第2話 いじめっ子、いじめる

「お母さん、ハナの訓練に行ってくるねー」

「はーい、車に気をつけてねー」

 学校から帰ってきた健斗は、最近の日課となっているハナの訓練をしに、二人で河川敷へと向かった。散歩ではない。訓練だ。


 というのも、ハナは警察犬なのである。


 正確には嘱託(しょくたく)警察犬と言う。警察で飼われて訓練されている直轄(ちょっかつ)警察犬とはちがい、ふだんはふつうの家で飼われていて、事件が起きると出動する。試験に合格した犬がなることができ、日本全国で千三百頭ほどが登録されている。

 もともとはミステリー作家のお父さんが、お話の取材のために訓練所を訪れたのがきっかけだ。犬の訓練方法などを聞いているうちに、その訓練所では警察犬の訓練だけでなく、ふつうの犬のしつけ教室もやっていますよと聞いた。

 取材として、自分でも犬を訓練する経験をした方がいいなと思ったお父さんは、ハナを連れて参加した。警察犬になる犬は、生後六か月ぐらいで訓練所に預けるのがふつう。子犬の時から訓練した方が身に付きやすいからだ。なので、ちょっと訓練の様子を体験してみようと思っただけで、ハナを警察犬にしようなんて思ってもいなかった。入ったコースもふつうのしつけコースだった。

 ところがそこで、ハナがふつうではない才能を発揮したのだ。まず、特に厳しくしていたわけではないのに、訓練士さんがおどろくほどしつけはばっちり。ふつうのコースではもう教えることがないので、ではちょっと専門的なこともやらせてみましょうか、と試してみたら、それもすいすいできるようになる。
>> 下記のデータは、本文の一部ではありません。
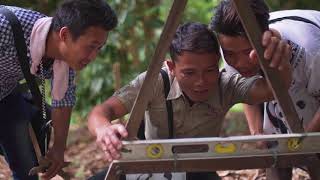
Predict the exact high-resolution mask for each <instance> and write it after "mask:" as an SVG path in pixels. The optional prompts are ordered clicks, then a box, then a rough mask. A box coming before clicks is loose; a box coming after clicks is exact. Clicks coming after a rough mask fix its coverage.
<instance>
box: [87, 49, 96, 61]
mask: <svg viewBox="0 0 320 180" xmlns="http://www.w3.org/2000/svg"><path fill="white" fill-rule="evenodd" d="M97 55H98V51H97V50H95V51H92V52H91V53H90V55H89V57H88V59H89V60H90V61H92V60H94V59H95V58H96V57H97Z"/></svg>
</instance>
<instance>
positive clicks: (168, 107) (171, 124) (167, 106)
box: [160, 69, 174, 139]
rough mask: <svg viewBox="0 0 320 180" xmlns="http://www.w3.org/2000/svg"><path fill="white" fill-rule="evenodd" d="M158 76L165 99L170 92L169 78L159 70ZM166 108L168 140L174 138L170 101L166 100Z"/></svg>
mask: <svg viewBox="0 0 320 180" xmlns="http://www.w3.org/2000/svg"><path fill="white" fill-rule="evenodd" d="M160 74H161V76H162V80H163V87H164V95H165V98H167V97H168V94H169V91H170V81H169V76H168V73H167V72H166V71H164V70H163V69H161V70H160ZM166 107H167V114H168V129H169V137H168V139H172V138H173V137H174V133H173V130H174V129H173V110H172V102H171V100H166Z"/></svg>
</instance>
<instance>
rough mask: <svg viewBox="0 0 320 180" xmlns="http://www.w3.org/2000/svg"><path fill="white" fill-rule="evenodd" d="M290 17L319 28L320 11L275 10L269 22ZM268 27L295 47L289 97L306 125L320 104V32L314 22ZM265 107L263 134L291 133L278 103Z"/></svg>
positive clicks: (285, 20)
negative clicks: (290, 84) (308, 22)
mask: <svg viewBox="0 0 320 180" xmlns="http://www.w3.org/2000/svg"><path fill="white" fill-rule="evenodd" d="M288 16H299V17H302V18H305V19H308V20H310V21H312V22H313V23H315V24H317V25H318V26H320V11H314V10H285V11H276V12H272V13H270V20H272V19H276V18H281V17H288ZM269 27H270V28H273V29H275V30H277V31H278V32H279V33H280V34H281V37H282V39H285V40H289V44H290V45H291V46H292V47H293V58H292V59H291V61H290V63H291V65H292V67H293V72H292V78H293V81H292V84H291V87H290V89H289V95H290V96H291V98H292V101H293V103H294V105H295V108H296V111H297V113H298V115H299V118H300V119H301V121H302V122H301V123H303V124H304V125H306V124H307V123H308V122H309V121H311V120H312V118H313V116H314V114H315V113H316V111H317V110H318V108H319V105H320V104H319V100H320V83H318V82H317V81H319V80H320V29H319V28H318V27H317V26H315V25H313V24H311V23H306V22H302V21H297V20H290V19H285V20H281V21H277V22H275V23H273V24H270V25H269ZM291 42H292V43H291ZM225 64H226V63H225ZM225 69H226V70H227V71H229V72H232V73H234V72H237V71H236V70H235V69H234V68H233V67H231V66H229V65H225ZM265 104H266V106H265V114H264V132H265V133H266V134H272V133H281V130H280V129H281V128H280V127H281V126H282V132H291V130H290V128H289V126H288V124H287V122H286V121H285V119H284V117H283V116H282V110H281V108H280V107H279V105H278V103H277V102H276V101H271V102H267V103H265Z"/></svg>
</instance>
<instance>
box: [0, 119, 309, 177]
mask: <svg viewBox="0 0 320 180" xmlns="http://www.w3.org/2000/svg"><path fill="white" fill-rule="evenodd" d="M231 122H232V123H231ZM223 129H224V131H223V133H222V134H224V135H241V134H247V133H248V131H247V126H246V123H245V122H244V120H243V116H242V114H237V113H236V114H228V115H227V118H226V121H225V125H224V128H223ZM66 160H67V161H70V162H71V165H70V166H68V167H66V168H65V169H64V170H65V172H66V173H67V174H68V175H69V176H70V177H71V179H73V180H82V179H87V178H88V177H90V176H92V175H93V174H95V173H96V172H98V171H100V170H102V169H104V167H106V165H107V163H106V161H104V160H103V153H102V151H100V150H99V149H98V148H97V146H96V144H95V141H94V139H93V138H92V136H91V135H90V134H89V132H88V129H87V128H86V127H85V126H82V127H79V126H72V127H71V129H70V133H69V139H68V149H67V152H66ZM218 174H219V175H220V177H222V180H264V179H266V178H265V172H264V170H261V169H253V170H241V171H218ZM10 177H11V173H10V170H9V168H8V166H7V164H6V162H5V160H4V158H3V157H0V180H8V179H11V178H10ZM55 179H59V178H55ZM293 179H294V180H307V179H310V178H309V177H308V175H307V173H306V172H305V171H303V170H301V169H294V178H293Z"/></svg>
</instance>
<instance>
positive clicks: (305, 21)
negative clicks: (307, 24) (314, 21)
mask: <svg viewBox="0 0 320 180" xmlns="http://www.w3.org/2000/svg"><path fill="white" fill-rule="evenodd" d="M286 19H290V20H294V21H301V22H305V23H309V24H312V25H314V26H316V27H317V28H319V29H320V26H319V25H318V24H316V23H315V22H313V21H311V20H309V19H306V18H303V17H299V16H285V17H280V18H275V19H271V20H269V24H272V23H275V22H278V21H282V20H286Z"/></svg>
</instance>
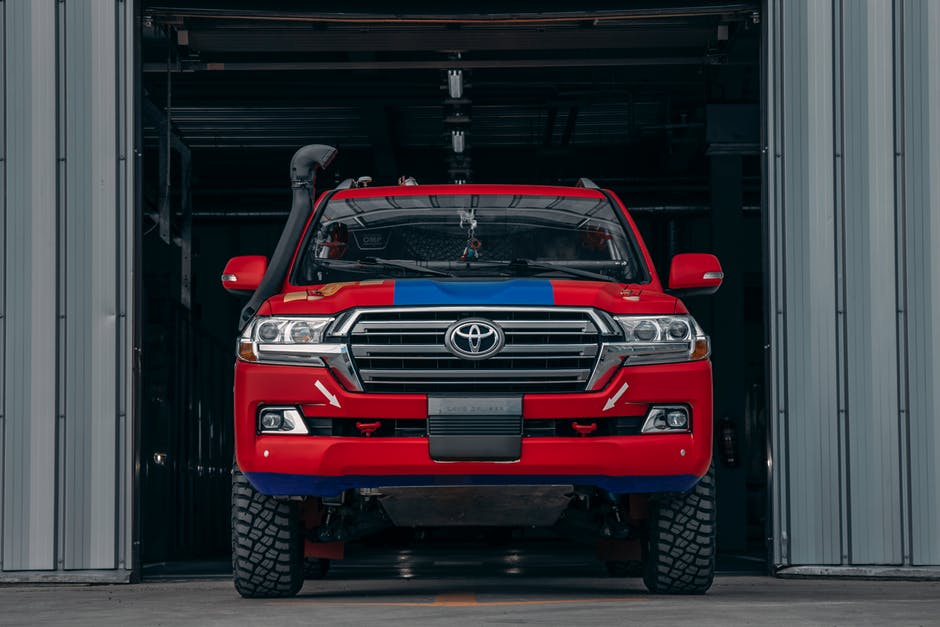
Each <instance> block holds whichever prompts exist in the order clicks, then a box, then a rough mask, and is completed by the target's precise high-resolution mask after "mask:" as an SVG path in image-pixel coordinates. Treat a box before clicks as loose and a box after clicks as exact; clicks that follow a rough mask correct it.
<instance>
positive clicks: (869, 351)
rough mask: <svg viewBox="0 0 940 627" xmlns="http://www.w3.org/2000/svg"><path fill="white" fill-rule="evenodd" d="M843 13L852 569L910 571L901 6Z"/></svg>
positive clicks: (848, 402) (851, 4) (846, 384)
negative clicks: (895, 178) (898, 162)
mask: <svg viewBox="0 0 940 627" xmlns="http://www.w3.org/2000/svg"><path fill="white" fill-rule="evenodd" d="M836 7H837V11H838V13H840V14H841V16H840V17H841V20H840V21H841V23H840V24H838V28H839V30H840V31H841V32H840V37H839V39H841V43H842V49H841V55H840V57H841V58H840V60H839V61H837V67H839V68H840V70H841V72H840V73H841V80H838V81H837V89H838V90H839V92H840V98H839V99H840V100H841V107H840V110H839V112H838V114H839V118H840V119H839V121H838V122H837V124H838V125H839V127H840V128H841V130H842V142H841V146H839V147H837V154H836V158H837V163H841V166H842V167H841V172H837V176H836V181H837V184H838V185H839V186H840V187H841V189H842V190H843V194H842V205H841V207H839V209H840V214H841V215H842V224H841V227H842V233H841V237H842V238H844V241H843V242H842V250H843V251H844V270H843V272H844V274H843V277H842V279H843V282H844V283H843V285H842V286H841V289H842V290H843V294H844V295H845V306H844V311H840V312H839V314H840V315H842V316H844V318H843V319H844V325H845V334H844V342H845V345H844V347H842V350H843V353H844V354H845V356H846V358H845V399H846V402H845V425H846V426H845V435H846V442H847V451H848V455H847V458H846V460H845V464H846V467H845V475H846V476H847V477H848V486H847V488H848V494H847V497H848V512H847V514H848V534H849V537H848V541H849V554H848V562H849V563H852V564H900V563H901V505H900V494H901V479H900V464H899V457H900V450H899V447H898V444H899V432H898V421H897V415H898V370H897V364H898V347H897V335H896V333H895V326H896V320H897V306H896V299H895V276H896V268H895V248H894V245H895V232H894V216H895V212H894V115H893V103H894V87H893V80H892V79H893V63H892V54H893V45H892V43H893V32H892V26H891V24H892V22H891V18H892V15H891V4H890V2H885V1H884V0H865V1H852V2H842V3H837V5H836Z"/></svg>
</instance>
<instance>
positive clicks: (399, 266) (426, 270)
mask: <svg viewBox="0 0 940 627" xmlns="http://www.w3.org/2000/svg"><path fill="white" fill-rule="evenodd" d="M323 262H327V265H334V264H335V265H337V266H347V267H356V266H359V267H361V266H365V267H369V268H373V267H377V268H395V269H397V270H407V271H408V272H417V273H419V274H428V275H431V276H446V277H453V276H454V275H453V274H452V273H450V272H443V271H441V270H435V269H433V268H428V267H426V266H421V265H418V264H417V263H414V262H411V261H398V260H393V259H380V258H378V257H363V258H362V259H355V260H353V259H317V263H323Z"/></svg>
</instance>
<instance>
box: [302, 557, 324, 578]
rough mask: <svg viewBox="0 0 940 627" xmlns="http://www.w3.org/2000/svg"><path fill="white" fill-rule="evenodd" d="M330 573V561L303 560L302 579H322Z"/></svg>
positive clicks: (308, 558)
mask: <svg viewBox="0 0 940 627" xmlns="http://www.w3.org/2000/svg"><path fill="white" fill-rule="evenodd" d="M328 572H330V560H328V559H326V558H323V557H308V558H306V559H305V560H304V579H323V578H324V577H326V574H327V573H328Z"/></svg>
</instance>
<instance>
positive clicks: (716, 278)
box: [669, 253, 725, 296]
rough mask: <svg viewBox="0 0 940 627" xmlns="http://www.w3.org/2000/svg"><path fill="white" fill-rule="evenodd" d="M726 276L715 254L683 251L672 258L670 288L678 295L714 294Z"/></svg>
mask: <svg viewBox="0 0 940 627" xmlns="http://www.w3.org/2000/svg"><path fill="white" fill-rule="evenodd" d="M724 277H725V273H724V272H722V271H721V264H720V263H718V257H716V256H715V255H708V254H705V253H683V254H681V255H676V256H675V257H673V258H672V264H671V266H670V267H669V290H670V291H671V292H673V293H675V294H676V295H677V296H699V295H705V294H714V293H715V292H717V291H718V288H719V287H721V280H722V279H723V278H724Z"/></svg>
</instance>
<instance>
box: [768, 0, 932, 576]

 この子は天才、ぜひとも警察犬にと訓練士さんの方が乗り気になって、お願いしてきた。けれど、ハナはうちで健斗の世話もしている。一年間訓練所に預けてしまったら、お父さんがハナの分まで子守をしなければならず、原稿が進まない。そんな事情に向こうが折れて、じゃあ通いでもいいですからと提案した。

 お父さんも、どうせ毎日散歩には連れて行くのだし、訓練所はちょうど近所だったので、散歩代わりに連れてくればいいかと毎日通うことになり、訓練開始。かしこいハナはめきめきと上達して、年齢や訓練時間のハンディキャップをものともせず、試験に合格した。

 そのうちお父さんも犬と共に働くハンドラー役に興味を持ちだして、特訓を開始。ハナといっしょに出動するようになった。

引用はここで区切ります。